In an interview, Anthony said folks at City Hall knew what they were getting when he eked out a 10-vote win over city Planning Commission Chairman Glenn Trowbridge on June 2.

Anthony said he received a warm welcome from Goodman and other council members and staff members after being sworn into office on June 17. He said he’s also received several e-mails and calls from residents expressing their appreciation for his positions.

“We’re glad you’re voting that way,” he said they’ve told him. “We don’t want the new city hall built. We’re glad somebody’s on the City Council asking questions and voting no on projects.”

He added that no one, including Goodman, other council members and the lobbyists he’s met with, has tried to push him off his positions.

“Nobody’s come to me and said, ‘Hey, you’re voting the wrong way. You’re on the wrong side,’ ” Anthony said. “They’re just letting me ask my questions and do my thing.”

One reason could be that Anthony has been alone in opposing the projects.

Goodman has said he doesn’t try to impose his will on other council members. But he hasn’t denied hoping that his forceful leadership style has influenced them.

At his Sept. 3 news conference, Goodman said he has a “very good personal relationship” with Anthony, and he understood why the new councilman is voting against the city hall project and mob museum — to make good on promises to voters.

“But the vote’s always been 6-1 in favor of it and that’s the way it works,” Goodman said. “The beautiful thing about City Hall is you’ve got to learn the lesson real fast. If you want to get anything done here, you’ve got to have four (votes).”

Goodman suggested that Anthony, a former Metro Police captain and member of the Nevada Higher Education System Board of Regents, should be open to changing his mind. “In government and in politics you’ve got to roll with the punches. You’ve got to be malleable. You’ve got to move with the times and the flow,” the mayor said.

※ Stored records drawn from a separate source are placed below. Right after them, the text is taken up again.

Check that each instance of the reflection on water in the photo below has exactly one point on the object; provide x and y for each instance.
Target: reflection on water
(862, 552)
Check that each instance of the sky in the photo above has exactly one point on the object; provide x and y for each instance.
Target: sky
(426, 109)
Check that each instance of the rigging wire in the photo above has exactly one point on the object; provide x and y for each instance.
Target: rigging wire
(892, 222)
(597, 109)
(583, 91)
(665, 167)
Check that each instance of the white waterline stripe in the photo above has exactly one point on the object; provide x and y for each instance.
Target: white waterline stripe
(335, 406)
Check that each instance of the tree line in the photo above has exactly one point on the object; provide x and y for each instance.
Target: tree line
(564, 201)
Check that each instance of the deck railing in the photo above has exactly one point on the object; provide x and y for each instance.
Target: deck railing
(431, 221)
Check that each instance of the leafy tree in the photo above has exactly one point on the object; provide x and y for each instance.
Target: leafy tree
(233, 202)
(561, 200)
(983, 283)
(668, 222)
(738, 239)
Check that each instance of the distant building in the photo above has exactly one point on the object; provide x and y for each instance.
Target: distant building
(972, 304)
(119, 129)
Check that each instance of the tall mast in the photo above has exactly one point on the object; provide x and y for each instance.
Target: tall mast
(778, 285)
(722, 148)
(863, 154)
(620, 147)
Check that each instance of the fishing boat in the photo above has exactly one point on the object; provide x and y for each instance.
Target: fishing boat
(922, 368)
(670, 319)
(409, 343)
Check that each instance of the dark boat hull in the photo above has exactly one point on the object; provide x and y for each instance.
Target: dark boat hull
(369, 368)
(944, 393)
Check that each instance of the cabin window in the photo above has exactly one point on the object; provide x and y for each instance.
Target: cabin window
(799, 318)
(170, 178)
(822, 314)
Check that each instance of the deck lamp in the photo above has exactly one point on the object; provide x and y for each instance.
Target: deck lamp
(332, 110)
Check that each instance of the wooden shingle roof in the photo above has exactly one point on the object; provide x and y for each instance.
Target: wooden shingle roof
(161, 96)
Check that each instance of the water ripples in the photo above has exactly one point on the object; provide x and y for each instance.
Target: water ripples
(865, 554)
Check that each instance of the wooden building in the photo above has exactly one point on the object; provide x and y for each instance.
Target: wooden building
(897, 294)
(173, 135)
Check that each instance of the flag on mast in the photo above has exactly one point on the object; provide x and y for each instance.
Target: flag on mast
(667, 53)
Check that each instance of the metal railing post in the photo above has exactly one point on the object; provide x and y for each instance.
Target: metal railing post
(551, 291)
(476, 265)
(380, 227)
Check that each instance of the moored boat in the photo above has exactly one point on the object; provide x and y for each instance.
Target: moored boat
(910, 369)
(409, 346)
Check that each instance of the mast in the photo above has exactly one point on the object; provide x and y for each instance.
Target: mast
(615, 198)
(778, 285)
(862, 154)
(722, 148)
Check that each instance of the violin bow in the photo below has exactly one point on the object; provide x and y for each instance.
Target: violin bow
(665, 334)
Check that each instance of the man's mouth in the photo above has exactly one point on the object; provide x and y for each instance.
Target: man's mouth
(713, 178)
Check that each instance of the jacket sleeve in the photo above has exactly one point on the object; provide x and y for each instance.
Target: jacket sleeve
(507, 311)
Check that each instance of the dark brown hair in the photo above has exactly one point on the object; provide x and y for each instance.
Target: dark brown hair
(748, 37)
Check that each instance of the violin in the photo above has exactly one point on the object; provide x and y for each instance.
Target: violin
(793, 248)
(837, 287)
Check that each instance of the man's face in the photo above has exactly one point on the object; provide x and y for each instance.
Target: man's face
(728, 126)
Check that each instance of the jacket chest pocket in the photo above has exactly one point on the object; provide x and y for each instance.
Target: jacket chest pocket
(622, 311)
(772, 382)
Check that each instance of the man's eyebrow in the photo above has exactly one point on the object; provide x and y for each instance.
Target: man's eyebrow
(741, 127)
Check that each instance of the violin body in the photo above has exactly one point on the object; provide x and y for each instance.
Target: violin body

Anthony said during the interview that he might be willing to revisit his opposition to the mob museum at some point. The city owns the building, he noted, and a new museum would hold some civic benefit. But the time isn’t right for it, he said.

As for a new city hall? Forget it, he said. “Right now, I can’t think of anything that would change my mind on the new city hall.”

At the July 1 council meeting, he elaborated: “I still think it is too risky a project. It’s getting even riskier, and I just don’t think the timing is right.”

Anthony’s opposition to a new city hall has coincided with increased skepticism from at least two other council members.

Councilwoman Lois Tarkanian recently expressed concerns about the project’s timing. And Councilman Steve Wolfson said he’s reserving judgment until city staff returns to the council with revised cost estimates.

Anthony may not have his four votes on the council, but his arrival on the current City Hall’s 10th floor, home to the mayoral and council offices, has shaken things up.

“The general sense is that he’s going against the grain,” said one council staff member who spoke on condition of anonymity. “Some folks are saying he’s the only one standing up and questioning how the process works.”